Hesselbrock began practicing at UC Health.4 Further, the medical
assistant who left the practice worked primarily with the other
4 We also note that PN’s estimated losses in future patient revenue
were for gross revenue. See Wojtowicz v. Greeley Anesthesia Servs., P.C., 961 P.2d 520, 522-23 (Colo. App. 1997) (reversing determination of reasonable relationship to actual losses where “[t]he trial court’s conclusion as to the noncompetition provision is based on several theories of future lost profits which do not measure net earnings”).
22 departing physician. And Dr. Priebe testified that the reputational
losses were attributable to a “mass shift in providers.”
¶ 49 We recognize that Dr. Priebe testified that PN suffered some
unquantifiable monetary loss from lost referral sources and that he
estimated that PN would have to pay costs to replace Dr.
Hesselbrock if the replacement (1) came through a specific
recruitment firm with which PN had contracted; (2) had to relocate
to begin work; and (3) required a sign-on bonus. However, Dr.
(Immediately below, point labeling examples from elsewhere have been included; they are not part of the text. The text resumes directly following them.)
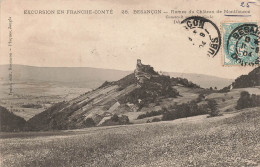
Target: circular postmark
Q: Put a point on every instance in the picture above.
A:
(203, 33)
(243, 44)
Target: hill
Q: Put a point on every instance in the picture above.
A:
(230, 140)
(252, 79)
(10, 122)
(92, 77)
(117, 102)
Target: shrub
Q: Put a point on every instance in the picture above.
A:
(184, 110)
(150, 114)
(156, 120)
(212, 104)
(89, 122)
(247, 101)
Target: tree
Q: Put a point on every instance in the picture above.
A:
(89, 122)
(244, 101)
(212, 104)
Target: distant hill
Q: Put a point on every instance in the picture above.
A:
(205, 81)
(144, 90)
(252, 79)
(92, 77)
(10, 122)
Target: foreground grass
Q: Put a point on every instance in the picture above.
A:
(233, 141)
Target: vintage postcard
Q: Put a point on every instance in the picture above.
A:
(148, 83)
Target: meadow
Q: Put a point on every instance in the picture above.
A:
(229, 140)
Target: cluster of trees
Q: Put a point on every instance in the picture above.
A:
(150, 114)
(184, 81)
(36, 106)
(117, 120)
(10, 122)
(247, 101)
(150, 91)
(185, 110)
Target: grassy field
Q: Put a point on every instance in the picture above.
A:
(229, 140)
(44, 94)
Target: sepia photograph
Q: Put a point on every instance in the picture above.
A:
(129, 83)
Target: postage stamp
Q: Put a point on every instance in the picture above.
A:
(203, 33)
(241, 43)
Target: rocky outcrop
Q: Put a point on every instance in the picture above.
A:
(144, 72)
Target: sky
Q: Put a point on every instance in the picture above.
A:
(112, 41)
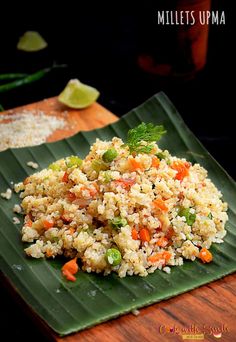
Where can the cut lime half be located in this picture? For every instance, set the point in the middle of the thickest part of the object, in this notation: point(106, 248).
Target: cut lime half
point(31, 41)
point(78, 95)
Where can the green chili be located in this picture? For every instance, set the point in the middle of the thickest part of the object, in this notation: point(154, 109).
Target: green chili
point(11, 76)
point(113, 256)
point(109, 155)
point(28, 79)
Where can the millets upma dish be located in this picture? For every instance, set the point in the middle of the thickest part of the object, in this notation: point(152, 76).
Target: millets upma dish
point(128, 207)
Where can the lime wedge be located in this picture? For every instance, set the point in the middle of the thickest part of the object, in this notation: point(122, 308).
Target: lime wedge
point(78, 95)
point(31, 41)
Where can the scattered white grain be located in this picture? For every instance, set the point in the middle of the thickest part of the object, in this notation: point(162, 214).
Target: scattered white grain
point(27, 128)
point(17, 209)
point(167, 269)
point(7, 195)
point(32, 164)
point(135, 312)
point(15, 220)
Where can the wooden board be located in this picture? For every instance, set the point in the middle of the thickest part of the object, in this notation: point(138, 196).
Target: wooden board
point(209, 309)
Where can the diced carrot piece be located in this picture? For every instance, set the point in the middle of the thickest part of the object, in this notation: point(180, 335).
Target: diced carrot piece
point(166, 255)
point(71, 196)
point(144, 235)
point(135, 165)
point(125, 183)
point(68, 275)
point(170, 232)
point(72, 230)
point(49, 253)
point(26, 181)
point(134, 234)
point(48, 224)
point(160, 204)
point(70, 268)
point(162, 242)
point(155, 162)
point(182, 169)
point(160, 256)
point(205, 255)
point(65, 218)
point(65, 178)
point(29, 223)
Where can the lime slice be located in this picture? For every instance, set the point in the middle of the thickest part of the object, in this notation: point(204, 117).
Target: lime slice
point(78, 95)
point(31, 41)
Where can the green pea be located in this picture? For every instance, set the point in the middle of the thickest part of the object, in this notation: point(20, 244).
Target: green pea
point(113, 256)
point(73, 161)
point(190, 218)
point(107, 177)
point(54, 167)
point(109, 155)
point(118, 222)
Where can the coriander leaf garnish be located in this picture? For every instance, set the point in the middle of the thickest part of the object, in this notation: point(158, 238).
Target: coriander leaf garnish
point(144, 132)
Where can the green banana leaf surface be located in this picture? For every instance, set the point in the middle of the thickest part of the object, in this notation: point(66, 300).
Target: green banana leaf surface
point(68, 307)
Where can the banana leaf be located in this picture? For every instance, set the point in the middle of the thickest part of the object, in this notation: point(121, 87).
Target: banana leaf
point(68, 307)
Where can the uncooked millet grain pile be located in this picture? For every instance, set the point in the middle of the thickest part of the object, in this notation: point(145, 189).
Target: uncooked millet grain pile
point(27, 128)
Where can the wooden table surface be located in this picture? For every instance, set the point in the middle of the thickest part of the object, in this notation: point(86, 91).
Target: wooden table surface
point(208, 310)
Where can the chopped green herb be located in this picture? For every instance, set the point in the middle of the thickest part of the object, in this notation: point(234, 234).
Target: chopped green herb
point(109, 155)
point(113, 256)
point(107, 177)
point(190, 218)
point(118, 222)
point(73, 161)
point(144, 132)
point(161, 155)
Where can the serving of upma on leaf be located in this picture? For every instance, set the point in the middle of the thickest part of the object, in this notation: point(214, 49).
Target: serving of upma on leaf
point(128, 207)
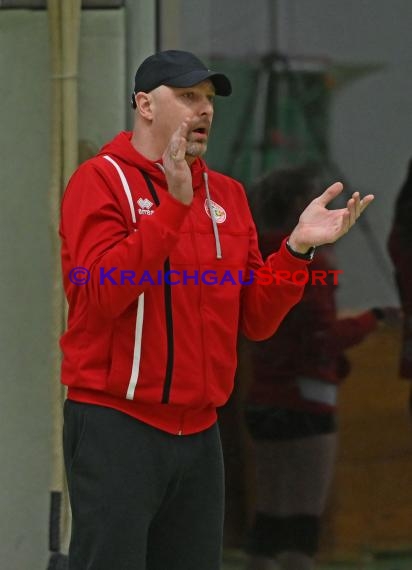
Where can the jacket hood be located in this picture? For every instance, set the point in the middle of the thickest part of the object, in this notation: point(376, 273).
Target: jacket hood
point(121, 148)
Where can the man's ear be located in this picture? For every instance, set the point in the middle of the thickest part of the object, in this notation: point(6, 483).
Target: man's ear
point(144, 105)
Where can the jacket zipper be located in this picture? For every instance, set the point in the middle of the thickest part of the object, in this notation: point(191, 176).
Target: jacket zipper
point(168, 310)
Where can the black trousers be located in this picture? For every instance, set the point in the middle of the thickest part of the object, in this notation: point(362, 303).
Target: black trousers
point(141, 499)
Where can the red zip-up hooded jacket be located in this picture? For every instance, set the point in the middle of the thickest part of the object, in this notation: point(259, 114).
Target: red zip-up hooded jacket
point(163, 353)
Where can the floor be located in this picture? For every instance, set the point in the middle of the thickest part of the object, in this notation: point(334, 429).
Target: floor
point(395, 561)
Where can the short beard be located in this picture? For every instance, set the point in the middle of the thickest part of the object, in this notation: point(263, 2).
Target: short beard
point(195, 149)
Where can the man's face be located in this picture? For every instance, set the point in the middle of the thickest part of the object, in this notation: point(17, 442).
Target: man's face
point(172, 105)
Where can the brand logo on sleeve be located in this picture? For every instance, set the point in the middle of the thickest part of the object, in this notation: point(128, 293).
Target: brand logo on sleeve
point(145, 206)
point(218, 212)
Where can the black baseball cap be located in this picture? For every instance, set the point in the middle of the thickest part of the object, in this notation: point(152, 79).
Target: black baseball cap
point(176, 68)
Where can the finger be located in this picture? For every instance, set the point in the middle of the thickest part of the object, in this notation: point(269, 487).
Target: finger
point(356, 197)
point(330, 193)
point(185, 127)
point(351, 208)
point(364, 203)
point(178, 149)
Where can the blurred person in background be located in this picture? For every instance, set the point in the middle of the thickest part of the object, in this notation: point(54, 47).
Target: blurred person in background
point(291, 406)
point(400, 250)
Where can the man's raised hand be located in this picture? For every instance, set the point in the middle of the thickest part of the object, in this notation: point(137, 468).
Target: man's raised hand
point(317, 225)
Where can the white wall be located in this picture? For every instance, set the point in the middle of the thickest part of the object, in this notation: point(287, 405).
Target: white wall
point(371, 117)
point(25, 254)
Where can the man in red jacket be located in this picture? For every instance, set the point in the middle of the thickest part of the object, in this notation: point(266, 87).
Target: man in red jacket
point(167, 250)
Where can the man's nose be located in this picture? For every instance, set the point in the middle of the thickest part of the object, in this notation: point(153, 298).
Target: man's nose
point(207, 107)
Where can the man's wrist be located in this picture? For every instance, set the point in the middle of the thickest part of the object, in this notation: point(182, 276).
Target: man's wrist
point(306, 255)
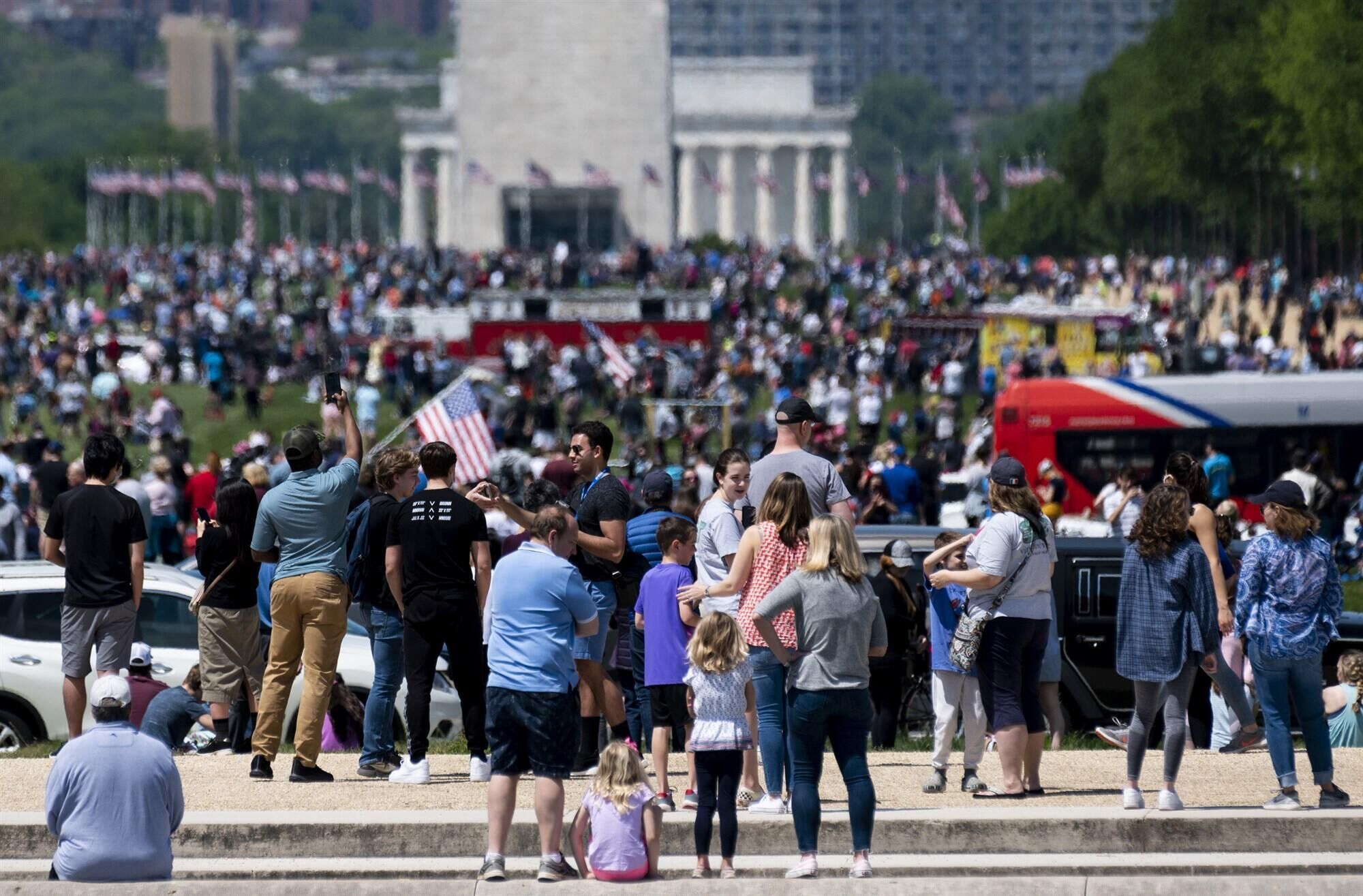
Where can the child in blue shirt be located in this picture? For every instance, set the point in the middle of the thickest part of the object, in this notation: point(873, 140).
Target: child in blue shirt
point(953, 690)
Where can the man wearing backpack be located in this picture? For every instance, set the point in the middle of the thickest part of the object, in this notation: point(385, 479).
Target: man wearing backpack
point(367, 534)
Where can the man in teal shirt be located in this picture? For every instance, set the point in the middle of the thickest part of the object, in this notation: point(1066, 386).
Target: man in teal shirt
point(301, 526)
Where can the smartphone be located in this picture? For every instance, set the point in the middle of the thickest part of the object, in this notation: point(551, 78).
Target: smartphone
point(333, 386)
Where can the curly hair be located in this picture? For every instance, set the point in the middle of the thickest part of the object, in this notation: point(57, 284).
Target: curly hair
point(1163, 523)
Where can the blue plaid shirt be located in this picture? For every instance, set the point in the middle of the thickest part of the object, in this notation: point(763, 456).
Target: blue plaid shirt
point(1166, 613)
point(1290, 597)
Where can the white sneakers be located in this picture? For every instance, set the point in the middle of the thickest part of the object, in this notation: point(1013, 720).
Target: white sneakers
point(480, 770)
point(412, 773)
point(769, 805)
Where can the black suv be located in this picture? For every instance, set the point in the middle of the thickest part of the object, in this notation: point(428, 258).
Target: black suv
point(1088, 572)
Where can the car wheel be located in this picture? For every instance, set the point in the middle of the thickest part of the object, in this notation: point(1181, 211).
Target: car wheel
point(14, 733)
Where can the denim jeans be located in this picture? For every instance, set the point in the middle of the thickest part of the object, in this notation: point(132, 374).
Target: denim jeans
point(386, 645)
point(769, 691)
point(843, 718)
point(1300, 680)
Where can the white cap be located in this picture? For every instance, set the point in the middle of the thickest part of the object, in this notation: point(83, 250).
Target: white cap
point(111, 691)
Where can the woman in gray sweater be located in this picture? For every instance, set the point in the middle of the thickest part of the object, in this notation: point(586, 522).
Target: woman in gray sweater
point(839, 627)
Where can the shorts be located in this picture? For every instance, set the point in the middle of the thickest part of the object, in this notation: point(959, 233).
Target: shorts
point(669, 706)
point(532, 733)
point(110, 631)
point(594, 647)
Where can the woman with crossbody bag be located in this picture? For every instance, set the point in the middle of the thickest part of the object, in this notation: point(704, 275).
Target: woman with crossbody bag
point(230, 631)
point(1008, 623)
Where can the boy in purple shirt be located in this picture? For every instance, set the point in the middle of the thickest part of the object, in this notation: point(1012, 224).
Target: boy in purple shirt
point(667, 628)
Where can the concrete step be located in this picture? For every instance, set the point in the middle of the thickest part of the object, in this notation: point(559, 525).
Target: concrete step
point(1097, 865)
point(397, 834)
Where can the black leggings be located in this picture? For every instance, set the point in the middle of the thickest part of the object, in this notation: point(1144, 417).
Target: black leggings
point(455, 624)
point(718, 775)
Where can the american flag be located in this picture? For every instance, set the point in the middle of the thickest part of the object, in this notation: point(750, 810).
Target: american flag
point(456, 420)
point(594, 176)
point(479, 174)
point(617, 364)
point(536, 176)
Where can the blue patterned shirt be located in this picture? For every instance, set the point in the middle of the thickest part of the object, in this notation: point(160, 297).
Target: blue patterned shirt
point(1166, 613)
point(1290, 597)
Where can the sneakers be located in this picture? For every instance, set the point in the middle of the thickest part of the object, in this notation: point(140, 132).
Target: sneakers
point(1170, 801)
point(302, 774)
point(412, 773)
point(554, 871)
point(769, 805)
point(1244, 740)
point(1285, 803)
point(494, 869)
point(1334, 799)
point(1114, 736)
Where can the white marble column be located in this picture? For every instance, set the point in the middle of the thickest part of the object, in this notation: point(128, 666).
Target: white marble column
point(727, 199)
point(414, 218)
point(765, 199)
point(839, 196)
point(688, 223)
point(445, 199)
point(803, 229)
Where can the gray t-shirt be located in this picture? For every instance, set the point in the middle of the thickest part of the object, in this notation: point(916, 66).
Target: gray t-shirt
point(835, 624)
point(1005, 542)
point(718, 537)
point(821, 478)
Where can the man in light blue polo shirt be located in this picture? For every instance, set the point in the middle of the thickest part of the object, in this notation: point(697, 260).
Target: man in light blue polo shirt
point(301, 526)
point(542, 604)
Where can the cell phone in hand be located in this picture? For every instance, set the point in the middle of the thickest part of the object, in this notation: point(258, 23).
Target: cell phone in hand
point(333, 387)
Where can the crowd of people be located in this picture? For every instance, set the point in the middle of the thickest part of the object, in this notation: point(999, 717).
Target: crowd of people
point(748, 632)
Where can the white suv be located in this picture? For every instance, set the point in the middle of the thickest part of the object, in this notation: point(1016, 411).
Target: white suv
point(31, 654)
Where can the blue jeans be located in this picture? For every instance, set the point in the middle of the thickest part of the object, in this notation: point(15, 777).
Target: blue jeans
point(769, 691)
point(1300, 680)
point(843, 718)
point(386, 645)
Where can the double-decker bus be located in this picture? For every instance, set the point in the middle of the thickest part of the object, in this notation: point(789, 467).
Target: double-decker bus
point(1094, 427)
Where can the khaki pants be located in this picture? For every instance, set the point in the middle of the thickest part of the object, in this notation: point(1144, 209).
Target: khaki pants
point(307, 615)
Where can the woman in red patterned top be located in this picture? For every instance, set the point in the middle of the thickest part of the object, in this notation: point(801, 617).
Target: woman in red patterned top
point(768, 553)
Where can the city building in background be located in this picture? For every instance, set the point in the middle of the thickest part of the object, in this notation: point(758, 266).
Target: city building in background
point(981, 55)
point(201, 75)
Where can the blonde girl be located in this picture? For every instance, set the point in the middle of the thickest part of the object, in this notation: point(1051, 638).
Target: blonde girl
point(625, 827)
point(720, 698)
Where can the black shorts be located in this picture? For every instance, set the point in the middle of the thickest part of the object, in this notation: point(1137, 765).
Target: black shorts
point(532, 732)
point(669, 706)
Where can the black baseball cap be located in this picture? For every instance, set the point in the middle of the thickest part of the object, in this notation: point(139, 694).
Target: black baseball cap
point(1008, 472)
point(301, 443)
point(1285, 493)
point(795, 410)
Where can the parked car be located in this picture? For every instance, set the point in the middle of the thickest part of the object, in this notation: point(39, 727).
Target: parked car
point(1088, 572)
point(31, 654)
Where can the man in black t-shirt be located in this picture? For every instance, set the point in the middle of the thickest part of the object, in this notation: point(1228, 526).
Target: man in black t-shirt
point(602, 507)
point(104, 540)
point(396, 477)
point(437, 541)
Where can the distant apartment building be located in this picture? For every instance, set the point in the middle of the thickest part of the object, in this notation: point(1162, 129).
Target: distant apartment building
point(978, 53)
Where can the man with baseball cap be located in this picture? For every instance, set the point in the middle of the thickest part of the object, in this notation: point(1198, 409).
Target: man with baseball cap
point(301, 526)
point(794, 429)
point(114, 797)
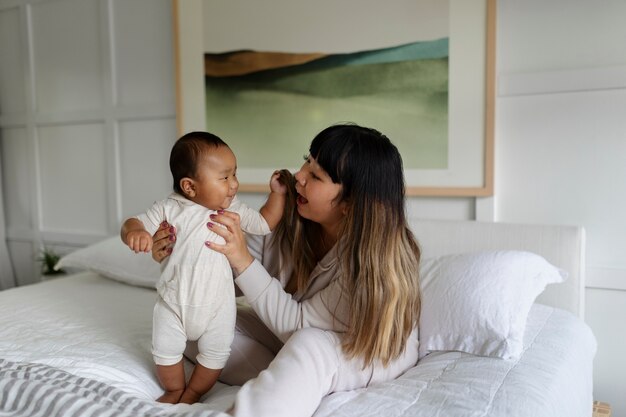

Priebe also testified that PN had “grown in providers historically
since Dr. Hesselbrock left,” and there was no evidence that PN had
actually incurred recruitment fee, relocation, or sign-on bonus costs
related to any of those new providers. Moreover, it was the district
court’s sole province to determine the weight to accord witness
testimony, and the court wasn’t required to accept Dr. Priebe’s
testimony about these potential costs, even if it was uncontroverted.
In re Estate of Owens, 2017 COA 53, ¶ 22; see also Wojtowicz v.
Greeley Anesthesia Servs., P.C., 961 P.2d 520, 522 (Colo. App.
1997) (a damage award cannot be based on speculation and
conjecture).
23 V. Disposition
¶ 50 The portions of the judgment regarding post-termination
collections and liquidated damages are affirmed.
¶ 51 The portion of the judgment concluding that Dr. Hesselbrock
was not an employee under the CWCA is reversed and remanded for
proceedings consistent with this opinion.
JUDGE LIPINSKY and JUDGE SULLIVAN concur.